Eine weitere Möglichkeit zur Eindämmung der Informations- oder auch Papierflut sehe ich im sinnvollen Zusammenwirken der verschiedenen Organisationssysteme. So kann zum Beispiel bei einem Kostenrechnungssystem in der Finanzbuchhaltung viel mehr mit Sammelbuchungen operiert werden. Notwendige Detailinformationen können den vor- oder nebengelagerten Organisationssystemen entnommen werden.

Schließlich bleibt noch die Verdichtung der Informationen, entsprechend den Hierarchiestufen des Unternehmens, zu nennen. Dem Management sollten nur verdichtete Informationen geliefert werden, die allerdings jederzeit durch Einzelaufzeichnungen belegbar sein müssen. Der Informationsmanager muß seine Managementkollegen im Betrieb davon überzeugen, daß sie auf Einzelinformationen verzichten können.

Informationen kommen aber nicht nur aus dem DV-Bereich. So gibt es ganz sicher in jedem betrieblichen Berichtswesen eine Reihe von Ansatzpunkten, um auch hier die Informationsflut einzudämmen. Angefangen bei der Reduzierung des Verteilerkreises (Rückendeckungskopie nach oben) bis zu organisatorisch aufbereiteten Berichtsformularen, mit Checklistencharakter kann hier eine Menge erreicht werden.

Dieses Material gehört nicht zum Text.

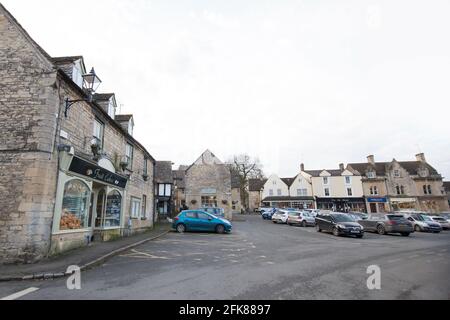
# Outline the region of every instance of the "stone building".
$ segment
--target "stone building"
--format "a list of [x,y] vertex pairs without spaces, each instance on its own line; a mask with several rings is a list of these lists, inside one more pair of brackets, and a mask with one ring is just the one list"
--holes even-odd
[[156,161],[156,210],[160,219],[172,217],[175,213],[173,203],[173,185],[174,177],[172,172],[172,161]]
[[448,211],[442,176],[425,159],[416,161],[350,163],[352,172],[360,173],[364,195],[370,212],[421,210],[430,213]]
[[151,228],[155,160],[115,95],[92,96],[83,57],[52,58],[1,4],[0,35],[0,262]]
[[[184,169],[185,167],[183,167]],[[176,174],[175,203],[182,202],[189,209],[201,207],[222,208],[225,217],[233,217],[230,167],[219,160],[211,151],[206,150],[183,174]],[[184,175],[183,190],[179,177]],[[182,198],[178,198],[182,197]]]
[[251,212],[260,208],[262,205],[262,192],[267,179],[249,179],[248,180],[248,207]]
[[444,191],[447,195],[448,205],[450,206],[450,181],[444,181]]

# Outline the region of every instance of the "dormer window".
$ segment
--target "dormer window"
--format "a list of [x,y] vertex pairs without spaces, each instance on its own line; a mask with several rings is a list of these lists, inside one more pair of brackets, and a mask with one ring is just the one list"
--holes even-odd
[[367,178],[369,179],[375,179],[376,173],[374,171],[367,172]]
[[116,117],[116,106],[113,99],[109,100],[108,115],[113,119]]
[[133,129],[134,129],[133,120],[130,119],[130,122],[128,122],[128,134],[129,134],[130,136],[133,135]]
[[79,86],[83,88],[83,67],[81,65],[81,60],[75,61],[72,69],[72,80]]

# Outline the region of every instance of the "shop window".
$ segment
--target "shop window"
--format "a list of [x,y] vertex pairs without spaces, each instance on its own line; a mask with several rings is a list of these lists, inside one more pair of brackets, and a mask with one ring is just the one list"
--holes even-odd
[[142,218],[147,219],[147,196],[142,196]]
[[217,208],[217,197],[205,197],[202,196],[202,207],[206,208]]
[[88,227],[91,191],[81,180],[70,180],[64,186],[60,230]]
[[100,122],[99,120],[95,119],[94,120],[93,137],[94,137],[94,140],[100,150],[103,149],[104,131],[105,131],[105,125],[102,122]]
[[106,198],[106,212],[103,226],[120,227],[120,213],[122,210],[122,196],[119,191],[114,190],[108,194]]
[[131,218],[137,219],[141,215],[141,199],[131,198]]

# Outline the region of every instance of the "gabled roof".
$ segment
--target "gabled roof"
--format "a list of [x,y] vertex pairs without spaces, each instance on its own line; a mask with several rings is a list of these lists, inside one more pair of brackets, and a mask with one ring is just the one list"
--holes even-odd
[[267,179],[249,179],[248,190],[249,191],[261,191],[266,184]]
[[181,189],[184,189],[186,187],[186,171],[184,170],[173,170],[172,171],[174,184]]
[[450,181],[444,181],[444,190],[450,192]]
[[313,177],[320,177],[320,174],[324,171],[328,172],[332,177],[339,177],[343,172],[340,169],[305,170],[304,172]]
[[173,183],[172,161],[156,161],[155,182]]
[[[363,163],[349,163],[348,165],[354,170],[358,171],[361,175],[365,175],[367,171],[371,171],[375,169],[375,172],[379,176],[386,175],[386,171],[389,170],[389,166],[392,162],[375,162],[375,165],[363,162]],[[397,161],[397,163],[404,168],[409,174],[416,175],[419,168],[425,166],[430,174],[437,175],[439,174],[435,168],[429,165],[426,162],[421,161]]]
[[231,170],[231,188],[237,189],[241,187],[241,176],[238,172]]
[[288,187],[290,187],[294,183],[295,178],[281,178],[281,181],[283,181]]
[[82,59],[83,56],[67,56],[67,57],[52,57],[52,61],[56,64],[60,63],[73,63],[75,61],[78,61]]
[[113,96],[114,93],[96,93],[93,98],[95,101],[109,101]]
[[117,122],[127,122],[130,121],[130,119],[133,118],[132,114],[118,114],[114,118]]

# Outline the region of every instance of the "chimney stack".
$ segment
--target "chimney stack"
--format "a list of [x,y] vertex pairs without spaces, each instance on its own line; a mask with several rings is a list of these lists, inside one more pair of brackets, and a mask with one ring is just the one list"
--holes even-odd
[[427,162],[427,160],[425,159],[424,153],[416,154],[416,159],[417,159],[417,161],[420,161],[420,162]]

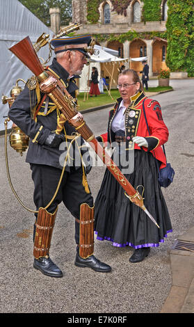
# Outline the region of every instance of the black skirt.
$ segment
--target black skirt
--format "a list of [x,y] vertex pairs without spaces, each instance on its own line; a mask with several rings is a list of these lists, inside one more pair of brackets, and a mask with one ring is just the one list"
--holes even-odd
[[97,239],[111,241],[115,246],[156,247],[172,232],[168,210],[158,182],[156,160],[150,152],[135,150],[134,165],[133,173],[124,175],[134,189],[143,185],[144,205],[160,228],[129,200],[106,168],[95,200],[95,233]]

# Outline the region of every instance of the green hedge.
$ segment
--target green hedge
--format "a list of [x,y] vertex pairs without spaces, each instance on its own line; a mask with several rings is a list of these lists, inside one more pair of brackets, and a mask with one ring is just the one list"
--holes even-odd
[[166,63],[172,72],[194,76],[193,0],[168,0]]

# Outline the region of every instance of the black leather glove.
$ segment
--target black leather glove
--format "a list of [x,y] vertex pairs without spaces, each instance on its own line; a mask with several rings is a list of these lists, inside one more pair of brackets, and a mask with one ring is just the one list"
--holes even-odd
[[65,139],[65,135],[56,134],[55,132],[51,131],[45,141],[45,144],[51,147],[57,147]]
[[96,139],[98,142],[103,142],[102,138],[101,136],[97,136]]
[[86,170],[86,173],[87,175],[89,174],[89,173],[90,173],[91,171],[91,169],[92,169],[92,166],[91,165],[87,165],[86,167],[85,167],[85,170]]

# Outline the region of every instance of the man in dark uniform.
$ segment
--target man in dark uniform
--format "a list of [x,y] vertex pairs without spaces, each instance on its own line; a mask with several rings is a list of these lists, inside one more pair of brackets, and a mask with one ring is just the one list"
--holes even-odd
[[142,62],[143,65],[143,69],[141,72],[140,72],[142,75],[142,83],[143,87],[144,87],[144,84],[145,85],[145,89],[148,90],[148,81],[149,81],[149,66],[145,61]]
[[[89,56],[87,47],[90,42],[91,35],[78,35],[54,39],[51,42],[56,57],[47,68],[48,72],[59,79],[72,96],[78,89],[74,78],[81,73],[87,63],[86,58]],[[32,170],[35,186],[33,199],[37,210],[33,266],[45,275],[63,276],[62,271],[49,255],[58,205],[63,201],[75,218],[77,245],[75,265],[90,267],[95,271],[109,272],[111,266],[93,255],[94,205],[85,175],[90,167],[87,166],[86,160],[85,164],[82,160],[82,156],[86,154],[86,151],[84,153],[82,150],[84,141],[79,137],[73,143],[73,153],[70,152],[58,191],[50,203],[61,176],[64,150],[67,150],[70,141],[77,134],[75,134],[74,127],[67,121],[60,125],[61,130],[58,132],[61,113],[48,96],[40,92],[38,83],[35,88],[30,85],[31,80],[15,101],[8,116],[30,137],[26,161],[30,164]],[[79,161],[75,160],[77,152],[80,154]]]

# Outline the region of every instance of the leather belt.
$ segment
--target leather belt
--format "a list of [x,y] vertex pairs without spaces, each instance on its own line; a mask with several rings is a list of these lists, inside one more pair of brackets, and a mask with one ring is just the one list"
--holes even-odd
[[120,135],[115,135],[115,141],[118,142],[118,143],[122,143],[123,142],[126,141],[126,137],[125,136],[121,136]]

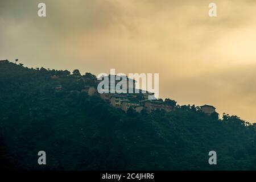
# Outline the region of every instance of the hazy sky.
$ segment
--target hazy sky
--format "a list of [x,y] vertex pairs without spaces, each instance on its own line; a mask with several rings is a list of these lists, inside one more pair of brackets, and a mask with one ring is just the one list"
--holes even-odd
[[253,0],[0,0],[0,59],[96,75],[159,73],[160,97],[251,122],[255,32]]

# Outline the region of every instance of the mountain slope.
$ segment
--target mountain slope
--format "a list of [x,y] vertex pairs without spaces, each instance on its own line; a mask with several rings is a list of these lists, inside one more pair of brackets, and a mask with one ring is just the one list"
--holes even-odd
[[[256,169],[255,125],[228,115],[216,119],[190,106],[126,114],[81,92],[84,84],[67,71],[0,64],[1,168]],[[38,164],[41,150],[47,165]],[[217,165],[208,164],[212,150]]]

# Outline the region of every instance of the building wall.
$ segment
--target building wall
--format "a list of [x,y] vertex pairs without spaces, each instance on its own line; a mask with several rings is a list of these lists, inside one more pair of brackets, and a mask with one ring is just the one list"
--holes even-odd
[[93,86],[90,86],[88,90],[88,95],[93,96],[96,93],[96,89]]
[[212,107],[204,106],[202,107],[201,109],[204,113],[207,114],[210,114],[215,112],[215,109]]

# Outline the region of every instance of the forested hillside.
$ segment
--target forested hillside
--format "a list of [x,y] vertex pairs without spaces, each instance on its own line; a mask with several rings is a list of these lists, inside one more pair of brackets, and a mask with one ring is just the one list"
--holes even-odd
[[[190,105],[126,114],[81,92],[93,77],[2,63],[1,168],[256,169],[255,125],[228,114],[218,119]],[[47,165],[38,164],[41,150]],[[217,165],[208,163],[212,150]]]

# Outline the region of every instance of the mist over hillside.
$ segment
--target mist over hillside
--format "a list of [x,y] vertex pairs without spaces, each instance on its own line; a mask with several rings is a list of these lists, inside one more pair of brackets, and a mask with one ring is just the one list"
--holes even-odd
[[[1,63],[1,168],[256,169],[255,123],[226,114],[218,119],[191,105],[126,113],[82,92],[93,77]],[[38,165],[39,151],[47,165]],[[208,163],[210,151],[217,165]]]

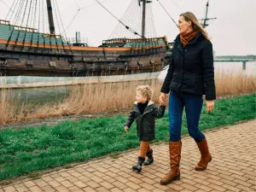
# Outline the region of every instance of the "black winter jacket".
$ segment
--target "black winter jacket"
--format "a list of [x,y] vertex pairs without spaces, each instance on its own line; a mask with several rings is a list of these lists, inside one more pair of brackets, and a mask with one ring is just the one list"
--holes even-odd
[[166,106],[160,106],[158,109],[151,101],[142,114],[134,102],[132,111],[130,113],[125,126],[131,127],[134,119],[137,124],[137,132],[139,141],[152,141],[154,139],[155,118],[162,118],[165,114]]
[[216,99],[212,43],[198,32],[184,48],[176,38],[161,92],[170,90]]

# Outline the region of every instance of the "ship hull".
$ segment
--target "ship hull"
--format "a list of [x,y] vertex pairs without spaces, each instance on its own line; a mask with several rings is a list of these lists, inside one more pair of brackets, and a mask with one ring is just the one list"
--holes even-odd
[[[2,45],[2,46],[1,46]],[[96,49],[67,50],[0,48],[0,76],[99,76],[159,72],[163,67],[166,48],[137,50]]]

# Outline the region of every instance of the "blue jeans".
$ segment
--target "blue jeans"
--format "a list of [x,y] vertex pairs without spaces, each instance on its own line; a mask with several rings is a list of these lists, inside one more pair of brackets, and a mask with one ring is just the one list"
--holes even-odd
[[185,107],[189,135],[195,142],[201,142],[205,136],[199,130],[199,120],[202,108],[202,96],[184,94],[172,90],[169,96],[170,142],[181,139],[183,111]]

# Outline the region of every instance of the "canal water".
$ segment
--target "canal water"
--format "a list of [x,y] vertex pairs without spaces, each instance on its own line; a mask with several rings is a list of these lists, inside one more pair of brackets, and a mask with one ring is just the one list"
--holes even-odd
[[[216,62],[214,64],[215,73],[224,73],[227,74],[246,73],[256,78],[256,62],[247,62],[246,70],[242,70],[242,63],[240,62]],[[165,78],[165,73],[160,73],[159,79]],[[227,77],[229,78],[229,77]],[[72,86],[54,86],[42,88],[22,88],[7,90],[9,98],[15,98],[20,103],[32,103],[42,105],[44,103],[59,102],[68,96]],[[1,96],[2,91],[0,91]]]

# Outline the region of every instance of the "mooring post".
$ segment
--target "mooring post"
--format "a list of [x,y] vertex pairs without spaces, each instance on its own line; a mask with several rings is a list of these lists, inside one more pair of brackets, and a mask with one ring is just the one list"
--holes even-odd
[[246,70],[247,69],[247,61],[242,61],[242,70]]

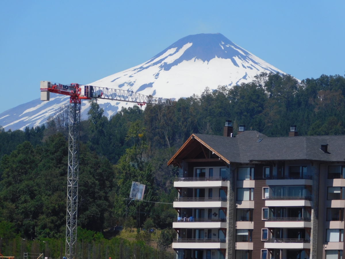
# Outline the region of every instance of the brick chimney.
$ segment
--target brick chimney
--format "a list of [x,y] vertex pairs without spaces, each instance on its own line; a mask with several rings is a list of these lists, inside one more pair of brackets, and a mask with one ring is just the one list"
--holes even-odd
[[298,135],[298,132],[297,131],[297,127],[296,125],[292,125],[290,127],[289,132],[289,137],[295,137]]
[[238,130],[237,131],[237,135],[240,134],[244,131],[246,131],[246,125],[238,125]]
[[225,120],[225,126],[223,130],[223,136],[224,137],[231,137],[233,134],[233,124],[229,119]]

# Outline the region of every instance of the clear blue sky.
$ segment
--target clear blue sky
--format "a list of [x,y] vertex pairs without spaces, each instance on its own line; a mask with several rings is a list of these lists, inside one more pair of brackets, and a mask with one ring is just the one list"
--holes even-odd
[[299,79],[345,71],[345,1],[0,0],[0,113],[220,32]]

Zeigen sich doch für die Bewältigung der internen Informationsflut einige Ansätze, so hat man auf die externe Informationsflut wesentlich weniger Einflußmöglichkeiten. Helfen kann hier eine klare Aufgaben- und Kompetenzenregelung im Unternehmen, die es der Poststelle ermöglicht, eingehende Informationen gezielt und ohne Umwege weiterzuleiten. Auch sind gut geschulte Sekretariate in der Lage, die Spreu vom Weizen zu trennen. Manager sollten sich von der Vorstellung trennen, unbedingt die Post der ihnen unterstellten Abteilungen sichten zu müssen.

Zur externen Informationsflut gehört auch die fast nicht mehr überschaubare Fülle an Wirtschafts- und Fachzeitschriften. Ich halte nichts von einer Reglementierung von "oben", wer was abonnieren darf, empfehle aber eine kritische Auswahl.